Marketing Analytics: Creating Customer Centric Culture

Author : Joseph B. Rivera
Publisher : Joseph B. Rivera
Page : 189 pages
File Size : 46,9 Mb
Release : 2020-02-17
Category : Business & Economics
ISBN : 8210379456XXX

Get Book

Marketing Analytics: Creating Customer Centric Culture by Joseph B. Rivera Pdf

A game-changing approach to marketing by an experienced author, speaker and businessman Joseph B. Rivera. Joseph B. Rivera has first-hand experience in business. He has learned everything through hard work and perseverance, and has inspired quite a lot of entrepreneurs, businessmen, executives, employees, and business students to challenge themselves in this modern era of commerce. For the first time, Joseph B. Rivera offers his years of experience and wisdom in this one compact, very accessible and enduring masterpiece. MARKETING ANALYTICS: CREATING CUSTOMER-CENTRIC CULTURE helps you to create a transformative culture toward excellence in your business.
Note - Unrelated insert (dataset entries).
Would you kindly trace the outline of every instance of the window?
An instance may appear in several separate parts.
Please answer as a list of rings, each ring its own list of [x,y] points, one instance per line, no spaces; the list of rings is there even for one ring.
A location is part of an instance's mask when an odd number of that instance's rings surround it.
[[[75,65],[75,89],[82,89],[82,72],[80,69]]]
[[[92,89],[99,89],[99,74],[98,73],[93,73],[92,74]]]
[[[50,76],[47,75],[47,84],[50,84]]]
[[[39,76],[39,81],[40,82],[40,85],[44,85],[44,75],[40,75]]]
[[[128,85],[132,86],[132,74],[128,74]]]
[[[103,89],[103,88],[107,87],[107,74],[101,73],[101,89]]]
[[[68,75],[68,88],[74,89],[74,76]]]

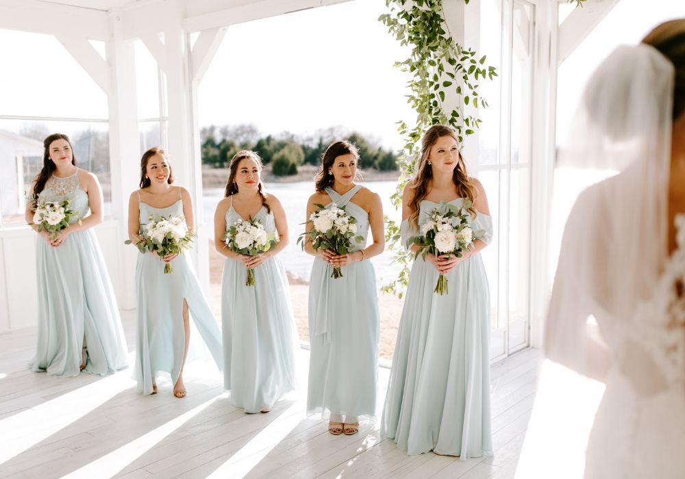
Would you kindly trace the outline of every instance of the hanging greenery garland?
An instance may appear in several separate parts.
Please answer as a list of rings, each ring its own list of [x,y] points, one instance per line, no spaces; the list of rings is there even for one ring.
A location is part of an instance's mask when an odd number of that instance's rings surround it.
[[[478,93],[478,82],[492,79],[497,74],[494,66],[485,64],[484,55],[479,57],[475,51],[454,40],[445,20],[442,0],[386,0],[386,5],[390,12],[381,15],[379,21],[401,44],[411,48],[409,57],[396,62],[395,66],[412,75],[408,101],[416,113],[412,127],[405,121],[398,122],[405,144],[397,162],[399,182],[392,200],[399,208],[404,185],[414,174],[423,132],[433,125],[449,125],[462,143],[481,123],[476,116],[465,113],[464,106],[486,107],[488,102]],[[447,106],[446,99],[453,107]],[[387,217],[386,224],[388,248],[402,269],[398,278],[382,289],[401,298],[409,283],[413,255],[401,245],[399,226]]]

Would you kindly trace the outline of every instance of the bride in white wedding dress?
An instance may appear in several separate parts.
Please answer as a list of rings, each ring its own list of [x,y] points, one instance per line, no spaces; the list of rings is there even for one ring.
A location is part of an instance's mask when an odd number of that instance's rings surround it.
[[[615,50],[575,125],[560,163],[617,174],[566,225],[516,477],[684,478],[685,19]]]

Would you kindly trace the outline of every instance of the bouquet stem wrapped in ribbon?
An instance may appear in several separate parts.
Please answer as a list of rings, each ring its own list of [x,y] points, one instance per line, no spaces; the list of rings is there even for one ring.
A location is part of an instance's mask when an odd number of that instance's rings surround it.
[[[136,244],[140,253],[155,252],[160,257],[169,255],[179,255],[183,250],[190,249],[195,231],[188,229],[184,216],[170,215],[169,218],[160,216],[155,219],[150,216],[149,222],[141,225],[140,236],[142,239]],[[130,240],[124,242],[131,244]],[[173,272],[171,263],[164,265],[164,274]]]
[[[314,203],[314,206],[318,209],[307,221],[307,223],[312,223],[313,227],[297,238],[297,242],[301,244],[303,248],[308,241],[315,250],[329,249],[337,255],[347,255],[352,249],[353,240],[358,243],[364,241],[363,236],[355,236],[357,220],[345,213],[344,206],[338,207],[336,203],[332,203],[328,208],[319,203]],[[340,266],[334,266],[331,277],[342,277]]]
[[[271,251],[278,243],[274,233],[266,233],[260,220],[251,218],[249,221],[238,220],[231,225],[224,233],[223,240],[232,251],[247,256],[257,256]],[[254,285],[255,272],[251,268],[248,268],[245,286]]]
[[[485,231],[474,231],[470,221],[468,209],[471,201],[464,200],[460,207],[449,205],[445,201],[428,216],[421,225],[421,235],[410,239],[410,244],[418,244],[419,249],[414,256],[454,255],[458,258],[473,244],[473,241],[482,237]],[[440,273],[434,292],[447,294],[447,279]]]
[[[69,209],[69,200],[44,201],[34,200],[32,205],[34,211],[33,224],[38,226],[38,231],[47,231],[53,240],[57,237],[60,231],[69,226],[71,218],[77,216],[76,211]],[[81,218],[78,219],[81,224]]]

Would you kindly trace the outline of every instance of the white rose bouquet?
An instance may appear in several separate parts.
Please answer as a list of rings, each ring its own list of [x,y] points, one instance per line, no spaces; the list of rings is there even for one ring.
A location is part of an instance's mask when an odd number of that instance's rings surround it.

Whether you are an executive, businessman, business owner, investor, marketer, trainer, speaker or a student of marketing, you will be proud of what you will learn. When applied right, you will change the way products and services are designed, created and offered to the world. This book teaches you how to meaningfully connect emotionally and practically to your consumers. Remember, it is not just all about the money. Here, Joseph has put together his passion, insights, observation and experience to mentor you: ✔️How to understand the needs of the market. ✔️How to position your business. ✔️How to overcome competition. ✔️How to revolutionize your business. Learn the art or marketing analytics, and be a game changer.
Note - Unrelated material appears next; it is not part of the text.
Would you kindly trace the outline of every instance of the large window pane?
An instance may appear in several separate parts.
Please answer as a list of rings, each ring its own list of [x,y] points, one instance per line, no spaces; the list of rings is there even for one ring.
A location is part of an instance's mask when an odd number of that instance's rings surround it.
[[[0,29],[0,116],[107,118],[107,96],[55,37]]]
Advances in Machine Learning/Deep Learning-based Technologies

Author : George A. Tsihrintzis,Maria Virvou,Lakhmi C. Jain
Publisher : Springer Nature
Page : 237 pages
File Size : 51,8 Mb
Release : 2021-08-05
Category : Technology & Engineering
ISBN : 9783030767945

Get Book

Advances in Machine Learning/Deep Learning-based Technologies by George A. Tsihrintzis,Maria Virvou,Lakhmi C. Jain Pdf

As the 4th Industrial Revolution is restructuring human societal organization into, so-called, “Society 5.0”, the field of Machine Learning (and its sub-field of Deep Learning) and related technologies is growing continuously and rapidly, developing in both itself and towards applications in many other disciplines. Researchers worldwide aim at incorporating cognitive abilities into machines, such as learning and problem solving. When machines and software systems have been enhanced with Machine Learning/Deep Learning components, they become better and more efficient at performing specific tasks. Consequently, Machine Learning/Deep Learning stands out as a research discipline due to its worldwide pace of growth in both theoretical advances and areas of application, while achieving very high rates of success and promising major impact in science, technology and society. The book at hand aims at exposing its readers to some of the most significant Advances in Machine Learning/Deep Learning-based Technologies. The book consists of an editorial note and an additional ten (10) chapters, all invited from authors who work on the corresponding chapter theme and are recognized for their significant research contributions. In more detail, the chapters in the book are organized into five parts, namely (i) Machine Learning/Deep Learning in Socializing and Entertainment, (ii) Machine Learning/Deep Learning in Education, (iii) Machine Learning/Deep Learning in Security, (iv) Machine Learning/Deep Learning in Time Series Forecasting, and (v) Machine Learning in Video Coding and Information Extraction. This research book is directed towards professors, researchers, scientists, engineers and students in Machine Learning/Deep Learning-related disciplines. It is also directed towards readers who come from other disciplines and are interested in becoming versed in some of the most recent Machine Learning/Deep Learning-based technologies. An extensive list of bibliographic references at the end of each chapter guides the readers to probe further into the application areas of interest to them.